Prevent spontaneous cache creation

UPDATE (2017-02-15): Spring is correctly handling the null from getMissingCache. So you won’t have to overload it. I was misled by a framework that was incorrectly layering the JCacheCacheManager. I stand corrected and the article as well. Thanks to Stéphane Nicoll for his vigilance.

UPDATE (2017-02-16): Spring has a JCacheCacheConfiguration that configure a JCache CacheManager using a list of cache names and a default cache configuration. By default, it uses new MutableConfiguration<>() so the article was updated accordingly.


I played a lot with JCache connectors lately. To plug Ehcache 3 to different things.

I noticed one really dangerous thing. Frameworks tend to spontaneously create caches that were not explicitly defined. I think it is coming from the JCache spirit that there should be a default cache configuration. It is nonetheless a bad idea.

Let’s look at two examples

Spring

Caching in Spring is implemented by spring-cache. To plug JCache to spring-cache you use the JCacheCacheManager. By default when a cache isn’t available in the CacheManager, Spring calls JCacheCacheManager.getMissingCache. So far so good.

The default implementation for this method returns null when a cache doesn’t exist. This null will then be handled at higher levels to throw a nice exception.

If you want to explicitly support spontaneous cache creation, getMissingCache is where you should put your creation code.

However, watch out if you do that. You might lost track of all the existing caches. And please, never do the following.

@Override
protected Cache getMissingCache(String name) {
    Cache cache = super.getMissingCache(name);
    if(cache == null) {
        return new JCacheCache(cacheManager.createCache(name, new MutableConfiguration<>()));
    }
    return cache;
}

It returns a cache configured using default. It is never what you want.

Then, as usual, Spring tries to be nice with us. So if you enable caching (@EnableCaching), that the JSR-107 API is in
the classpath and that you do not expose any CacheManager, Spring will create one for you.

The JCacheCacheConfiguration will get a default JSR-107 CacheManager and add a list of caches taken from the cache property spring.cache.cache-names. These caches are by default created using a new MutableConfiguration<>(). As we said above, this is not a correctly configured cache.

The solution is to expose the wanted cache configuration in a bean.

@Bean
public javax.cache.configuration.Configuration<Object, Object> cacheConfiguration() {
    CacheConfiguration<Object, Object> cacheConfiguration = CacheConfigurationBuilder
        .newCacheConfigurationBuilder(Object.class, Object.class, ResourcePoolsBuilder
            .newResourcePoolsBuilder().heap(100))
        .build();
    javax.cache.configuration.Configuration<Object, Object> configuration =
        Eh107Configuration.fromEhcacheCacheConfiguration(cacheConfiguration);
    return configuration;
}

This bean will be magically used as cache default. You should always do this and never let ``new MutableConfiguration<>()` be used.

Hibernate

To use JCache with Hibernate we need to use the JCacheRegionFactory.
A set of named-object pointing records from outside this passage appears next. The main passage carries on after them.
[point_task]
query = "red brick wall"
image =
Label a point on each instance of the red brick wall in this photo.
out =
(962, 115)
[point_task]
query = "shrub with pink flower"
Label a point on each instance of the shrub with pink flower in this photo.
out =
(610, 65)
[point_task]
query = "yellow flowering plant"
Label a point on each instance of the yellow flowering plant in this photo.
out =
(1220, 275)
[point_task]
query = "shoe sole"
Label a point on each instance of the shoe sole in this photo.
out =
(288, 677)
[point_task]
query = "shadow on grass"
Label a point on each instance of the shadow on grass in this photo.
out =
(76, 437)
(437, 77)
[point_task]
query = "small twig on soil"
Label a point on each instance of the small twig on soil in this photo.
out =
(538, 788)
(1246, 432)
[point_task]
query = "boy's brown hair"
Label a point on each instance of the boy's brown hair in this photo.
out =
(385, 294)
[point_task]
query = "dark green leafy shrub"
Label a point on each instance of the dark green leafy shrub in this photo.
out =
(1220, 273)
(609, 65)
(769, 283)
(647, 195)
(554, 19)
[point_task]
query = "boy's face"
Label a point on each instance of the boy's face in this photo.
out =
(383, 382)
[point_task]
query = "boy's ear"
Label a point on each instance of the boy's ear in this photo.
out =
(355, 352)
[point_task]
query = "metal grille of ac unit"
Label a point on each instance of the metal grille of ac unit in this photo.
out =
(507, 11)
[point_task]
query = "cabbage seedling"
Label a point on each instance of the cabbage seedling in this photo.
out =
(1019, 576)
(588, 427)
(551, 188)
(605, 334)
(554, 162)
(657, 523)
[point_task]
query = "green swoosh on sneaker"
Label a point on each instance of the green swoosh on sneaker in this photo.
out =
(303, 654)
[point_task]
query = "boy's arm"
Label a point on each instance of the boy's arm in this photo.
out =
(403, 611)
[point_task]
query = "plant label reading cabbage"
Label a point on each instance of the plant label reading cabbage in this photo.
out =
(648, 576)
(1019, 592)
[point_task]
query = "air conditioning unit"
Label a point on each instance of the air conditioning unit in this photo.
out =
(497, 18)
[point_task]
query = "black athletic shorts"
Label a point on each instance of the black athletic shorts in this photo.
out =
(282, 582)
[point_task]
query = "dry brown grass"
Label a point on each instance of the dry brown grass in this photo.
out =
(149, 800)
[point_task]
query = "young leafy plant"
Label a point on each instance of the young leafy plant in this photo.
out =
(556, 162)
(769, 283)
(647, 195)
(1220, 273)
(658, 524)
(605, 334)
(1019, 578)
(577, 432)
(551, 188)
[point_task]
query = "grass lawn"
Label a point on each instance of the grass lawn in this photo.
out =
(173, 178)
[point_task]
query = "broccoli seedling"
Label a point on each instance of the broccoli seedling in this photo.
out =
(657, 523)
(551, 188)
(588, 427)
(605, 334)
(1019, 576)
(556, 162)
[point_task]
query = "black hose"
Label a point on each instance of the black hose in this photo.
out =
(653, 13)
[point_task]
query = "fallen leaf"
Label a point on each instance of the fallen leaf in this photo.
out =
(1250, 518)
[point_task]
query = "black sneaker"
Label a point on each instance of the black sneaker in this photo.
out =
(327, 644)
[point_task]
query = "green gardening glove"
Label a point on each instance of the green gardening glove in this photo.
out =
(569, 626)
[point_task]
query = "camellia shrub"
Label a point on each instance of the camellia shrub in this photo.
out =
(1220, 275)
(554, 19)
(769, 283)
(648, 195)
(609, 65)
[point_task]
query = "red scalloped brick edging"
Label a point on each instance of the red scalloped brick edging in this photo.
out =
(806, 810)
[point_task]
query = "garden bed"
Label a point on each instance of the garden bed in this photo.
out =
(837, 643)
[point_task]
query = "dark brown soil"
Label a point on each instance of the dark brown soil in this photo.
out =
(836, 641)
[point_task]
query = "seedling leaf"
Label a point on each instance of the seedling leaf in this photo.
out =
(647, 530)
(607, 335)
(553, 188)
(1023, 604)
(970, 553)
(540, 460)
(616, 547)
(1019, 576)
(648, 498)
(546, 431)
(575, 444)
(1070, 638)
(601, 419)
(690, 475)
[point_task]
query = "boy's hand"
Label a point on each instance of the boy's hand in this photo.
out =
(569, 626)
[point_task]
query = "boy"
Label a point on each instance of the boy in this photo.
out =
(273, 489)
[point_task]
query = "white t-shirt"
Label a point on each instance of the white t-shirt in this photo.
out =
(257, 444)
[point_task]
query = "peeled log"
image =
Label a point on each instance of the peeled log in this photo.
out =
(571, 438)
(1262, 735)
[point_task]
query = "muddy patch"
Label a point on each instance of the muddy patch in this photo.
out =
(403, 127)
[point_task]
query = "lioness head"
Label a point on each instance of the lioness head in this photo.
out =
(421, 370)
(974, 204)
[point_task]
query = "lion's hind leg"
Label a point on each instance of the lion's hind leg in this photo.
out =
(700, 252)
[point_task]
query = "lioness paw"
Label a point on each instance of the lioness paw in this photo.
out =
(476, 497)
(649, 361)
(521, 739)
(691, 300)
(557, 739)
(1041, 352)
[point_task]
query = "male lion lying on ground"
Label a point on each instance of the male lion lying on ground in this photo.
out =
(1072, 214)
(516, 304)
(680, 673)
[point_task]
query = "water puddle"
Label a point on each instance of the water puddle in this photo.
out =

The problem with JCacheRegionFactory is that by default if a cache is not found, it will spontaneously create a cache by passing new MutableConfiguration(). This means that instead of using a properly configured cache, you end up with some random default configuration (infinite on heap for Ehcache).

This is really bad because it is pretty hard to detect.

What I recommend in this case is, again, to override the default. Sadly, there is no straightforward cache creation method to override. The best we have is newDefaultConfig which provides the default configuration.

@Override
protected Configuration<Object, Object> newDefaultConfig(Properties properties, CacheDataDescription metadata) {
    throw new IllegalArgumentException("Unknown hibernate cache: " + metadata);
}

One sad thing is that you don’t have the actual cache name here. You will need to debug to know it. I filed an improvement (and the related pull request) to fix that. It was merged today so should be available soon.

Again, an alternative solution would be to provide a meaningful cache configuration in this method.

Conclusion

I do understand that frameworks do not like to fail with exceptions. This helps the feeling that they are working out of the box.

But I still think silently not caching or providing random default configuration is dangerous. Using my two workarounds should prevent you a lot of headaches.